Last year, I was contacted by New Mexico Magazine - they wanted to use an image of Big Tesuque Aspens in their 2010 calendar. This week my complementary copies arrived. We have moved on, as has my work, but it was a nice reminder of the Summer of Santa Fe.




7 comments:

rahina q.h. said...

the aspen painting is beautifully handled: the perspective, the light. and congratulations on the calender, a wonderful choice of painting. r.

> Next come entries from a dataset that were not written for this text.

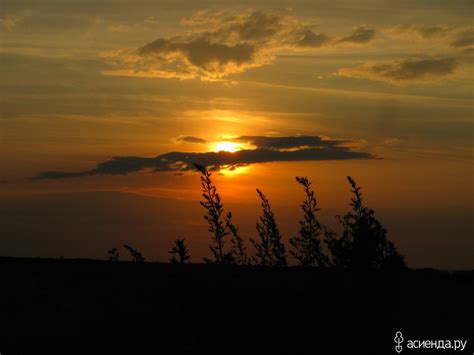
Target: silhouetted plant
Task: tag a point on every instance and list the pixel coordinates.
(270, 251)
(238, 252)
(135, 254)
(214, 217)
(363, 244)
(113, 254)
(307, 246)
(179, 252)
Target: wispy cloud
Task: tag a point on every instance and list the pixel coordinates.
(404, 71)
(269, 149)
(215, 46)
(360, 35)
(190, 139)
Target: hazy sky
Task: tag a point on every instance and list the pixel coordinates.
(380, 90)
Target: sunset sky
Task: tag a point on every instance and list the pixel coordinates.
(105, 105)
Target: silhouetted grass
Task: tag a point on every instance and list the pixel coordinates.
(361, 246)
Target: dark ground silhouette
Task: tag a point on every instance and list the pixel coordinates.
(46, 303)
(350, 293)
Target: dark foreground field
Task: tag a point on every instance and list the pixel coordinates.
(86, 306)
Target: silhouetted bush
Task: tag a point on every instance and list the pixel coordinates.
(307, 246)
(219, 226)
(135, 254)
(238, 251)
(363, 244)
(270, 251)
(214, 217)
(113, 254)
(179, 252)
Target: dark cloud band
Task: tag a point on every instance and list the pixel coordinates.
(269, 149)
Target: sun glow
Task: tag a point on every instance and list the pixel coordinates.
(226, 146)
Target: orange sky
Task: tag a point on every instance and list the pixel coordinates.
(83, 82)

vickiandrandyrossart said...

Thanks so much, Deborah for a glimpse of your 'story'. I have long felt that behind every great artist is a story of some kind of tough circumstance that somehow weaves its way into their paintings. Your challenges around 9/11 coincided with mine in terms of calendar timing. We lost our 14 year old daughter when a fire roared through our new house on xmas morning in 2001. I'm still working on my weaving and only hope to get a magazine interested in my work!
ps: I enjoyed your tonalist teaching!

Tess Walls said...

My husband I am were discussing this shift after 2001 in our own lives only this morning over coffee. It seems there were things we just knew and took for granted then, such as good jobs and hard work bring stability. This isn't true any longer. The hurdles are higher, the demands greater and the time less.

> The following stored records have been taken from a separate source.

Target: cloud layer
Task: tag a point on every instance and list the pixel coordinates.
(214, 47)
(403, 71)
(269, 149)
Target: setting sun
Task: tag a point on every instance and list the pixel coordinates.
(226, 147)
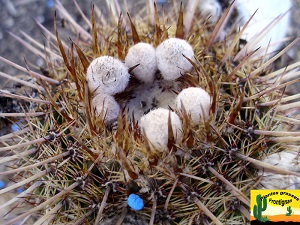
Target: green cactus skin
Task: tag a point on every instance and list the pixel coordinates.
(260, 207)
(289, 209)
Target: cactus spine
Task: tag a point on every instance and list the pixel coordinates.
(260, 207)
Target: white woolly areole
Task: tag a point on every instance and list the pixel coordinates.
(170, 59)
(196, 102)
(144, 55)
(210, 9)
(107, 75)
(155, 126)
(107, 105)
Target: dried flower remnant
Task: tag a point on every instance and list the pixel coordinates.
(106, 107)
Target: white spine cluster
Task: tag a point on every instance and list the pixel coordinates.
(144, 55)
(170, 58)
(107, 75)
(195, 101)
(154, 125)
(106, 106)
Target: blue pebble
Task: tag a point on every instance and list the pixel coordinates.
(135, 202)
(14, 127)
(50, 3)
(2, 184)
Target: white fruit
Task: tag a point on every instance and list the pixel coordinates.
(144, 55)
(196, 102)
(170, 58)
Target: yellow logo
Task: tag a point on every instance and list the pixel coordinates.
(275, 206)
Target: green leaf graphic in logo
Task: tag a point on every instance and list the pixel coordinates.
(259, 208)
(289, 209)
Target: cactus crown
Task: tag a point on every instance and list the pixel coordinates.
(76, 169)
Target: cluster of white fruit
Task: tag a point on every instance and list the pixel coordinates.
(107, 76)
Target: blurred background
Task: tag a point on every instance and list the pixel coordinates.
(17, 16)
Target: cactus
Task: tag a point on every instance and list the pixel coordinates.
(289, 209)
(75, 168)
(260, 207)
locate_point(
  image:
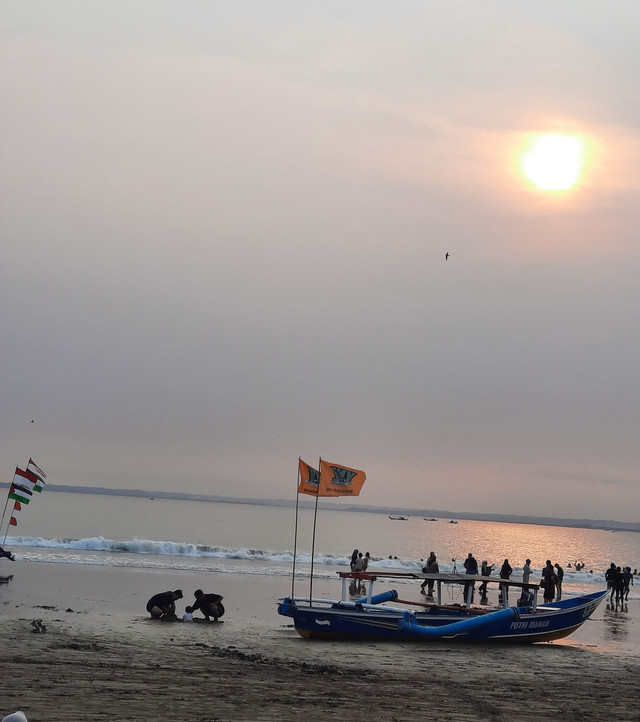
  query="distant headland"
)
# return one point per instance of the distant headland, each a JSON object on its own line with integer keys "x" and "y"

I'm struggling to wrestle time away from my 14-year role as Mom, paralegal to focus on painting and mentorship into which I've been fortunate to be accepted. Success takes so much more now--I'm going to have to find a way to restructure and focus!

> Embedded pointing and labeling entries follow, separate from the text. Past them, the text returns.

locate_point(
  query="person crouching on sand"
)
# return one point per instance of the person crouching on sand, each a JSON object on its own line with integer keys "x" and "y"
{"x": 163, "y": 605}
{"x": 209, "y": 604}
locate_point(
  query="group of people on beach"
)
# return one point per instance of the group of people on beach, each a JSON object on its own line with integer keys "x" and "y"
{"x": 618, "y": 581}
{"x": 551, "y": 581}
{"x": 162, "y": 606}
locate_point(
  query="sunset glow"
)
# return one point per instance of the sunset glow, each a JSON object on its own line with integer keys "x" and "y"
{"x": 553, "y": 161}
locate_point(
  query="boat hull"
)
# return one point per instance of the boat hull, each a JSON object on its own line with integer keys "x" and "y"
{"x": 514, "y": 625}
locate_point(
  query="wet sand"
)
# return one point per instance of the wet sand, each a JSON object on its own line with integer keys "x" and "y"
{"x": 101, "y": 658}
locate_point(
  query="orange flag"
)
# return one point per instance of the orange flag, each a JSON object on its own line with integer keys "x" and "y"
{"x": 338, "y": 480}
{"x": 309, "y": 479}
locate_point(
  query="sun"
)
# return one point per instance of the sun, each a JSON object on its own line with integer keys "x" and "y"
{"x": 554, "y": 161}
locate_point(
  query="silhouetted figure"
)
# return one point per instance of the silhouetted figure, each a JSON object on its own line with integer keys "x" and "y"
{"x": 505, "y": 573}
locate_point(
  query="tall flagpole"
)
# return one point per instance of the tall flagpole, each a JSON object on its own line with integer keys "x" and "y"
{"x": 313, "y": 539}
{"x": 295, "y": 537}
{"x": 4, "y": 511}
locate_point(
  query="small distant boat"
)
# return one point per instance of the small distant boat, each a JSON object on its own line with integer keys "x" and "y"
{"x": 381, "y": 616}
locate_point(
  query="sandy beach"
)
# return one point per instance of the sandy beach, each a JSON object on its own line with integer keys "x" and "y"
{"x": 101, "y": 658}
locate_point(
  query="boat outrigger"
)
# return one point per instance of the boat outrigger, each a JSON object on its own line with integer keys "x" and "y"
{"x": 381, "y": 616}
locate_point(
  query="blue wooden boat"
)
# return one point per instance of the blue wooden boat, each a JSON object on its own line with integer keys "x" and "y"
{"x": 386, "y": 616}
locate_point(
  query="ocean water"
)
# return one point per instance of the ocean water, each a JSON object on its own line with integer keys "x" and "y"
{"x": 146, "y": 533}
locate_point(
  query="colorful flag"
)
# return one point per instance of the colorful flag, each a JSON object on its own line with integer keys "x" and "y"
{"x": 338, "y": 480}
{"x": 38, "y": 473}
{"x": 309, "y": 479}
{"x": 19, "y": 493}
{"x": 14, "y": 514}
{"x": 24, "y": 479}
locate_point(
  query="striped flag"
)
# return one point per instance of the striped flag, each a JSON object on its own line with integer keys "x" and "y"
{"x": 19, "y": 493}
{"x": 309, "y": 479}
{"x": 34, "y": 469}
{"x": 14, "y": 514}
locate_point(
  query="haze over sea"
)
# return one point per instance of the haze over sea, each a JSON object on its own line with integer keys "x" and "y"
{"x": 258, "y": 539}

Your work, blog and insights are an inspiration. Thanks so much.

Steve sculpts critters said...

That's great. I like how stuff floating around from ages ago can pop up again and surprise you (in a good way).
Meridee and I are both glad you two were in Santa Fe (even if you lived in Placitas) when we moved here.

Deborah Paris said...

Thank you Rahina- I'm glad you like it!

Vicki, I am so sorry to hear of your loss. I do agree with you that our trials and losses add a texture and depth to our work.

Thank you Tess- and good luck with that mentorship program!

We're glad too, Steve!

Jala Pfaff said...

Beautiful pastel. Nice to see an early piece from you, interesting. Sounds like you had a lot to deal with. Still going strong, sounds like. Brava!

Work said...

I saw your paintings. I must say you are a very talented person. I’m very moved with the way you see things around you and painted it, very beautiful.